Before watching the movie:
While I’ve seen occasional mentions of the title here and there, I don’t remember this movie being a new release. I’m sure that’s because I wasn’t the target demographic and they didn’t advertise anywhere I was paying attention.
As an adult-oriented “urban comedy” from the early 2000s, this will probably not have aged well, and apparently it wasn’t well-received at the time.
After watching the movie:
After a horrific experience on an airplane involving food poisoning, a malfunctioning toilet, and his dog getting sucked into the turbine, Nashawn Wade successfully sues the airline for one hundred million dollars and uses the money to start an airline done right, with his cousin Muggsy as his business partner. On Nashawn Wade Airlines (NWA)’s inaugural flight from LAX to JFK, Captain Mack admits once they’re at cruising altitude that he’s never been in a plane before. Nashawn finds his high school sweetheart on the plane and wants to reconcile, but she’s engaged. And Elvis Hunkee, the father of the only white family on the plane, finds his girlfriend seduced by an underwear model, his daughter eager to have a lot of unsavory firsts in the upper deck dance club for her 18th birthday, and his son blending in far too well. When Cpt. Mack accidentally overdoses on his copilot Gaemon’s African mushrooms and Gaemon knocks himself out from a slip and fall climbing out of the club hot tub, Nashawn has to take matters into his own hands.

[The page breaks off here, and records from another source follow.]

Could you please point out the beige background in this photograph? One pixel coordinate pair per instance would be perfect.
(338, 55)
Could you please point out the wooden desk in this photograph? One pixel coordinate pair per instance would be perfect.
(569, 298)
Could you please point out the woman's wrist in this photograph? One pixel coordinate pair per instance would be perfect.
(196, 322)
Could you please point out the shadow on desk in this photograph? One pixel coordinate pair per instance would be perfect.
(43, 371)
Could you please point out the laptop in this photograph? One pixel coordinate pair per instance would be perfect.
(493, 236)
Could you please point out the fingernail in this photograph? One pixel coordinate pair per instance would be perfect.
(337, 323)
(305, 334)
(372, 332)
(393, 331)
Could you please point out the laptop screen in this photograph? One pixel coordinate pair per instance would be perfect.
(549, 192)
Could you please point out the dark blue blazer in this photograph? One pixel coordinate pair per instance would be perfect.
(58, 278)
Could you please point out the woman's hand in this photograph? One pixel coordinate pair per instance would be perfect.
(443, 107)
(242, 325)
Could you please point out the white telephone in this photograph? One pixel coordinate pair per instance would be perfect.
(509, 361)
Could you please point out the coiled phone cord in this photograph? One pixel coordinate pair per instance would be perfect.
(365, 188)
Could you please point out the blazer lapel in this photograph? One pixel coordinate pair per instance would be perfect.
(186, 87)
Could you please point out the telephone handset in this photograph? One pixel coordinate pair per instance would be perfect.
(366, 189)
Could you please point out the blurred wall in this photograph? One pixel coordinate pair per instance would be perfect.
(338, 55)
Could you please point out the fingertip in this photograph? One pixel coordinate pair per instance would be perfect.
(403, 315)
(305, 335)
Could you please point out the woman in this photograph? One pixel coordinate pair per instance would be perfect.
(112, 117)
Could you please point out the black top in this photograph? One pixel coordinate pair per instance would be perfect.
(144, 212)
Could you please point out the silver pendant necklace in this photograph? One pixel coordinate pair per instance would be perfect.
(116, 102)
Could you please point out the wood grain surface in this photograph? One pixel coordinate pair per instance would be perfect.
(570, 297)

The main source of punchlines in this movie is stereotypes. They’re mostly black American stereotypes aimed at a black American audience, so they’re also pretty one-note. There’s also a heaping helping of “white people scared to have black people in their presence” and “white people afraid of losing family members to black lifestyle”. Sometimes it’s almost funny, but mostly it’s just caricatures reacting to caricatures.
This movie draws a lot of comparisons to Airplane!, which is fair in that it’s a comedy with some incongruous sight gags set on an airplane, in which the cabin crew is entirely taken out of commission and a passenger has to land the plane. But while Airplane! is clearly a disaster movie spoof with a lot of gags included along the way, this movie feels more like they had a lot of gags they needed a plot to hang on. There’s not much conflict or plot until the third act needs a climax.
A movie-shaped collection of jokes can be fine when they’re funny. But the only things I found funny here were things I felt that I shouldn’t be laughing at but not so scandalized that they bothered me. There might be a good idea at the core, but there were a lot of bad ideas between it and the execution, to the point that this is the kind of movie that one questions how it came to exist in this form. It’s not a movie that shouldn’t be watched, it’s just a waste of time.